Gazetemiz yazarı Barış Terkoğlu bugünkü köşesinde, harp okullarındaki öğrencilere, Erdoğan ile Atatürk karşılaştırılması yaptırıldığını ve …
Gazetemiz yazarı Barış Terkoğlu bugünkü köşesinde, harp okullarındaki öğrencilere, Erdoğan ile Atatürk karşılaştırılması yaptırıldığını ve Erdoğan hakkında sorgulayıcı görüşmeler gerçekleştirildiğini yazdı.
Terkoğlu yazısına, ‘Sabah orada akşam orada. Yine de biz, güneşle vedalaşınca, varlığını fark ediyoruz. Yıldızlar insana yalnız gece mi görünür?’ diye sorarak başladı.
Terkoğlu’nun yazısının ilgili bölümü şöyle:
Tarih: 23 Ocak 2018. Yer: Cumhurbaşkanlığı Sarayı. Güvenlik toplantısını Erdoğan yönetiyor. Masadaki ana gündem Afrin operasyonu. Bakanların ve bürokratların dizildiği masada, MİT Müsteşarı’nın yanında oturan sakallı adam dikkat çekiyor. Zira harekâtın konuşulduğu masada, SADAT’ın kurucusu Adnan Tanrıverdi de var. Tanrıverdi, oraya “Cumhurbaşkanı Başdanışmanı” sıfatıyla oturmuştu.
Aslında bu fotoğraf, 15 Temmuz’un sonucu. AKP iktidarı, FETÖ’den boşalan koltuklara, hangi ideolojiden olursa olsun, liyakatli kadroları seçmedi. Yerine, “bizden” dediği ekipleri, grupları, cemaatleri seçti.
ASKERİN ASKERİYEDE ADI YOK
Ne garip, hep aynı hikâyeyi tartışıyoruz. Sadece meseleler değil, vakalar ve kişiler bile aynı. Son olarak Caner Taşpınar’ın haberiyle, Türkiye gündemine yeniden geldi. Taşpınar’ın taraflara teyit ettirdiğine göre, harp akademileri mülakatlarına, SADAT bağlantılı isimler katılıyordu. Savunma Bakanlığı da yaptığı açıklamada, “Harp okulları mülakatını üç yıl SADAT yaptı” ifadesine itiraz ederken, mülakatlarda SADAT bağlantılı isimlerin olduğunu teyit etti.
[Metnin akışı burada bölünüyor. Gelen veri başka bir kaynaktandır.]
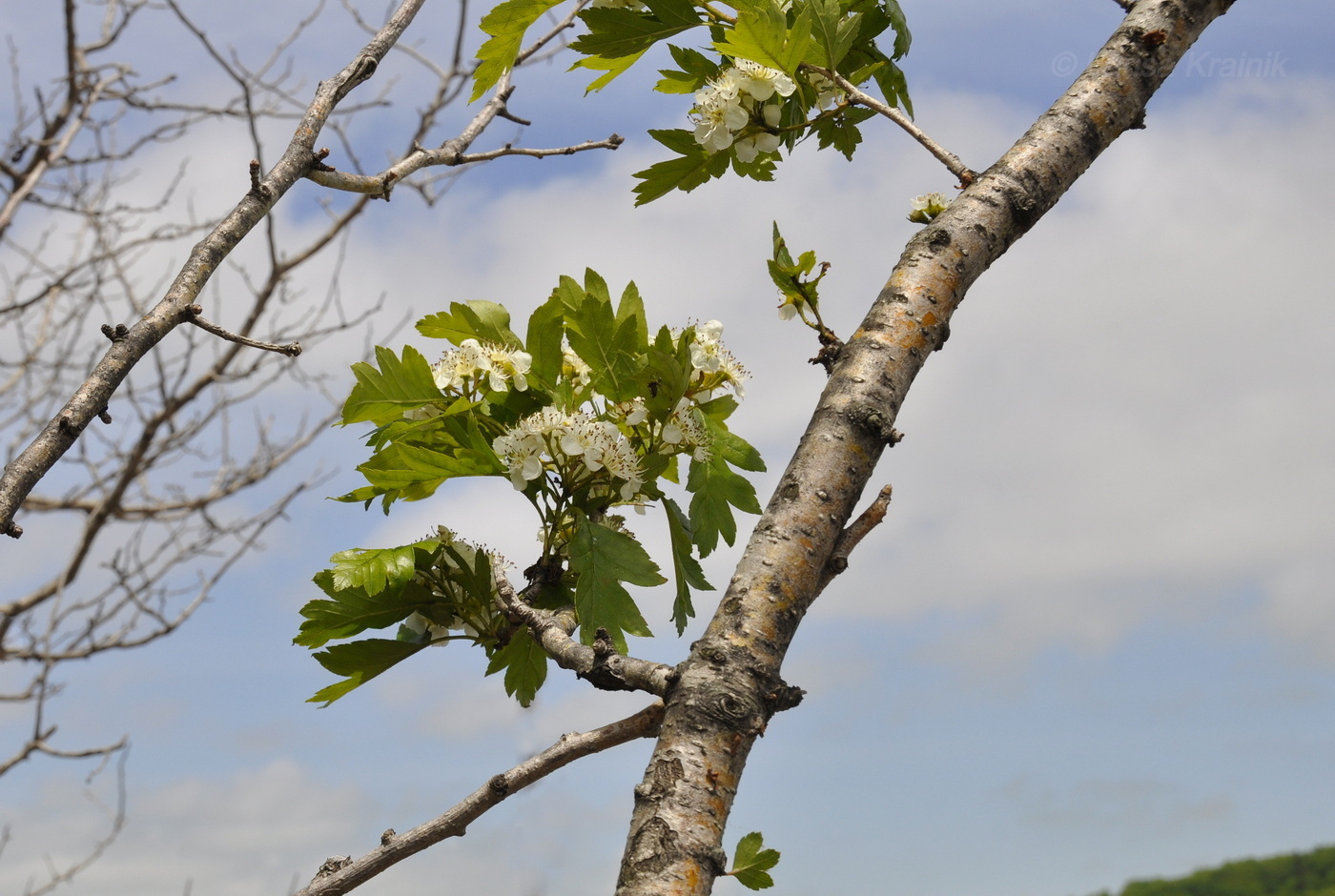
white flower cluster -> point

Yaşanan tartışmaların ardından harp akademileri mülakatını bilen isimlerle konuştum. Anlatılanlar öyle çarpıcıydı ki “nereye gidiyoruz” dedim.
Önce şunu söyleyeyim…
Harp akademileri mülakatında, genellikle beş kişilik bir komisyon görev yapıyor. Askere dair diğer meselelerde olduğu gibi, mülakatlarda da 15 Temmuz sonrası en önemli değişiklik, “asker karışmasın” yaklaşımında. Askere alınacak isimlerin seçimine, asker neredeyse müdahale edemiyor.
Komisyonda sadece bir muvazzaf asker bulunuyor. Çoğunlukla yarbay rütbesinden seçilen, zaman zaman binbaşı ya da albay da olabilen askerin, mülakatta sözü hiçbir şekilde geçmiyor. Öyle ki bir mülakatta askeri üye, “Bizi dinleyen yok” diyerek sinirlenip salonu terk etmiş.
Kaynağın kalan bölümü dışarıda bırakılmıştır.